CGI Group says it helped solve billion-dollar German jewel heist

An Israeli business intelligence firm led by a former head of the Shin Bet security service helped achieve a recent breakthrough in the investigation into the brazen 2019 theft of 18th-century jewels from a unique collection in Germany believed to be worth over $1 billion, according to a report over the weekend.

Tuesday saw a massive police operation in Berlin, with more than 1,500 police carrying out a series of searches in the city and arresting three people. The suspects, identified only as German citizens, two aged 23 and one 26, were arrested on suspicion of organized robbery and arson.

Police issued photos of two others, wanted on the same charges, identifying them as Abdul Majed Remmo, 21, and Mohamed Remmo, 21.

The identity of the latest detained suspects is not yet clear. But Israel’s Channel 12 news reported the country’s CGI Group assisted the effort to hunt down the thieves.

The November 25, 2019, crime saw thieves break into Dresden’s Green Vault, one of the world’s oldest museums, during the night, and make off with three “priceless” sets of 18th century jewelry.

The Green Vault is one of the world’s oldest museums. It was established in 1723 and contains the treasury of Augustus the Strong of Saxony, comprising around 4,000 objects of gold, precious stones and other materials.

Shortly after the theft, authorities offered a €500,000 ($593,000) reward for information leading to the recovery of the jewels or the arrest of the thieves. But little progress had been made over the past year.

Members of the same extended family were convicted earlier this year for a similarly spectacular heist, the theft of a 100-kilogram (220 pound) Canadian gold coin dubbed the “Big Maple Leaf” from Berlin’s Bode Museum in 2017. Cousins Ahmed Remmo and Wissam Remmo, along with a friend who worked as a security guard at the museum, were all convicted of that crime and sentenced to several years in prison.

“Immediately after the robbery we were approached by a European law firm that asked that we look at the security arrangements at the museum,” CGI Group’s Yaakov Peri, who led the Shin Bet agency between 1988 and 1994, told Channel 12.

“I can’t take the credit for solving [the case], I can say we assisted,” Peri said. “Early on in the probe it appeared likely that the thieves had cooperation on the inside. One of the museum employees likely cooperated with the infiltrators.”

Later on, CGI Group managed to establish contact with one of the alleged thieves on the dark net — a part of the internet hosted within an encrypted network and accessible only through specialized anonymity-providing tools. The person offered to sell them two of the stolen stones for some $25 million.
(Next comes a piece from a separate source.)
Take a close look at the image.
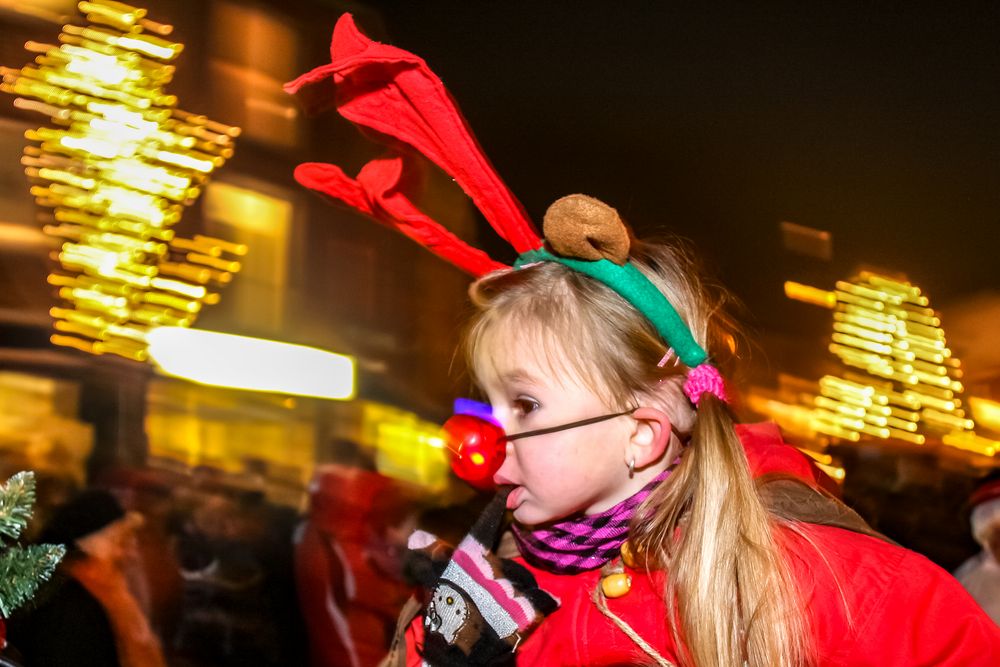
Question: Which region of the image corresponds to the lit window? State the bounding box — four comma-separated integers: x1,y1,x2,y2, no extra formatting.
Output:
208,1,301,150
202,180,293,330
“We gave all the material we had to the chief prosecutor in Dresden,” Peri said. “We cooperated with [the potential suspect] as though we will come and buy the stolen goods. We created a map marking out the areas where they offered to make the sale. This too we sent to the German prosecutors.

“There wasn’t a follow-up on that, but we can see that the areas we pointed to saw the arrests of the German crime family that the crime has been attributed to,” added Peri.

In Tuesday’s massive operation to arrest the suspects, a total of 1,638 police officers from Saxony, Berlin and several other states, as well as federal special police forces, searched a total of 18 locations, including 10 apartments and also garages and vehicles.

Their target was “art treasures and possible evidence such as computer storage media, clothing and tools,” Dresden police and prosecutors said. The searches, focused on Berlin’s Neukoelln district, did not immediately turn up any of the missing treasures.

“We’d have to have a lot of luck in order to find them a year after the crime,” Dresden police spokesman Thomas Geithner told reporters.

The director of Dresden’s museums, Marion Ackermann, said the raids and arrests were an encouraging development in the case.

“Of course we hope that the jewelry sets will be found and that they soon be able to be returned to their original location,” she said.

Berlin’s top security official, Andreas Geisel, said the raids Tuesday should serve as a warning to organized crime families in general.

“Nobody should believe that he set himself above the rules of the state,” Geisel said.

In March, prosecutors and police said they had determined that an Audi S6 used in the theft and later set alight in a Dresden garage was sold to an unidentified buyer in August.

They said they believe a young man who picked up the car from the seller in Magdeburg, another eastern German city, was connected to the break-in and released a sketch of a slim, dark-haired man believed to be about 25 years old.

The car may have been repainted before the break-in, authorities said at the time, bolstering suspicions that the theft was planned well in advance.

German news agency dpa quoted prosecutors as saying they believe at least six people were directly involved in the heist.